General Questions

I  am running a M0n0wall 1.3b18 with a WAN, LAN and an Internal Segment, there is nothing magical about the rules or setup, just minimum rules set to host a SMTP, HTTP, IMAP and DNS Server.

There is 2 NATs 1:1 that are used for DNS and SMTP. other than that, nothing much, just the basic.

The hardware is a Soekris 5501-70 with FC and an Encryption card (Hifn 7955) to help VPN performance from this office (remote) to the headquarters.
The WAN capacity is a 20 Mbps (FiOS) pipe and I constant downloading large ISO from the headquarters or from the internet that maxes that up..

The device keeps locking up after 12 Minutes or of data transfer from the WAN @ 19Mbps or at 60 Mbps between the LAN and the other internal Segment.

The Soekris 5501(including PS) is about a week old and this is the first couple of days that I am actually using it.
I contact Soekris yesterday and they are pointing to M0n0wall "unstable" beta version.

I spent quite a lot of time searching for M0n0wall +locks-up and I am not able to make any progress as far as troubleshooting or newly posted issues.

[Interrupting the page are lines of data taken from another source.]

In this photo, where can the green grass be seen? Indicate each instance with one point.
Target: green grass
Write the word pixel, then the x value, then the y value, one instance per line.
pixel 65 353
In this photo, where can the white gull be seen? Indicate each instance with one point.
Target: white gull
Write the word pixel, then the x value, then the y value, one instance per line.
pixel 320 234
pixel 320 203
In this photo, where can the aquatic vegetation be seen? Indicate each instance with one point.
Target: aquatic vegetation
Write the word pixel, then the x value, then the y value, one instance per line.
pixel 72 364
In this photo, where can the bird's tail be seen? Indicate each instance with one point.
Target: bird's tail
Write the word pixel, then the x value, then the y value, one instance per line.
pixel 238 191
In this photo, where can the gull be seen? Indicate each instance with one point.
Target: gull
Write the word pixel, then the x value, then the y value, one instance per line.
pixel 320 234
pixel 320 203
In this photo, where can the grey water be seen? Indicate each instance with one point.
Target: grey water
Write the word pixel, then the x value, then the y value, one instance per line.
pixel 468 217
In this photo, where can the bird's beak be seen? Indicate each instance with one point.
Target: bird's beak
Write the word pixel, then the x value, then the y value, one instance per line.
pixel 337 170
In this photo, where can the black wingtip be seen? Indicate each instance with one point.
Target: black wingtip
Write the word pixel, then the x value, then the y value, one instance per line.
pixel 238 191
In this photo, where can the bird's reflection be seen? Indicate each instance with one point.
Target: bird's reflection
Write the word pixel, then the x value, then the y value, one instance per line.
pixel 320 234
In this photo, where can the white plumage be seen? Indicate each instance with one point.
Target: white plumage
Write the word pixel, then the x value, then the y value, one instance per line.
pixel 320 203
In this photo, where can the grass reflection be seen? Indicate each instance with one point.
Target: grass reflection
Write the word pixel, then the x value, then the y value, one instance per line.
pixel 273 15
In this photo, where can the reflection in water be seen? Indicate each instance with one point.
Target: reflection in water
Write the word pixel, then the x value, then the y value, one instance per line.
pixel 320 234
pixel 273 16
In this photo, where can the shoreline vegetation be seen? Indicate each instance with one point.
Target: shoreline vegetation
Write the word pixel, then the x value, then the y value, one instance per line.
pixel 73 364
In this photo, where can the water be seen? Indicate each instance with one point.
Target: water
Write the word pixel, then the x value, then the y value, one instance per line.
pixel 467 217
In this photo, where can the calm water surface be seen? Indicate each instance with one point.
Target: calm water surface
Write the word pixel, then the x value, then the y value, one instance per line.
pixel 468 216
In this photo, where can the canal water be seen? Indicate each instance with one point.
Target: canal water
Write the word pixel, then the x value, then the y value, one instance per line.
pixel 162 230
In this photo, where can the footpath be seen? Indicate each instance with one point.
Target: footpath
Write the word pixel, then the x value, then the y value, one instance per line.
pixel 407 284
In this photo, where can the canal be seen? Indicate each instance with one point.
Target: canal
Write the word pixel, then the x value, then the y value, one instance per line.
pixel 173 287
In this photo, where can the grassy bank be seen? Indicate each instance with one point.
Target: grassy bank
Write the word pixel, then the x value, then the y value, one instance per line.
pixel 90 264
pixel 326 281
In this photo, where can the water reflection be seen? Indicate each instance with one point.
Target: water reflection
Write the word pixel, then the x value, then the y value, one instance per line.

Has anyone experienced any issues with Soekris 5501-70 +VPN Encryption Card with M0n0wall 1.3b18?
Any suggestion on how to troubleshoot this issue?
Should I downgrade to a know good release?


Thank You

Since it locks up fairly quick, I would recommend backing up your configuration. Restore monowall defaults and add one feature at a time... force high traffic. Then repeat until you determine if it is an incorrect setting or hardware.

[75% CPU utilization]

On the same issue, I would like to ask what is the expected CPU utilization of hardware (like/or the Soerkris 5501)?
I am experiencing up to 75% CPU utilization with traffic up to 60 Mbps between the LAN and the other internal segment.    That looks very high to me as I know I will transfer data between this 2 segments with higher transfer rate (from server w/gigabit interfaces and SAS disks)

Is that a normal CPU utilization?

Thanks

[Soekris VPN 1411, AKA Hifn 7955]

Okay, after quite  a few tests and configuration here is the results;

The VPN Card (Soekris VPN 1411, AKA Hifn 7955) does not deliver any performance enhancement and is causing the lock-ups.

With that said, I am having a hard time to believe I am the only one having this issue or have found that the card itself provides no improvement on crypto data transfer, and most of all, locks up the appliance.

Has anyone out there got this VPN Card to work properly and also delivery a better performance to the FW at all?

I haven't tested m0n0 lately, but testing an Alix (same chipset) with FreeBSD 6 based pfSense showed significant benefits from using a VPN 1411:
http://forum.pfsense.org/index.php/topic,14581.0.html
I remember CMB doing some tests on m0n0wall with similar results, but I'm too lazy to find it.
I don't have the time to test this at the moment, but your results seem suspect.
Was this conclusion made by observing a live system, or running tests in a controlled environment using a near-stock config? If you have another system (Soekris + hifn) you might want to test the config on that to rule out hardware.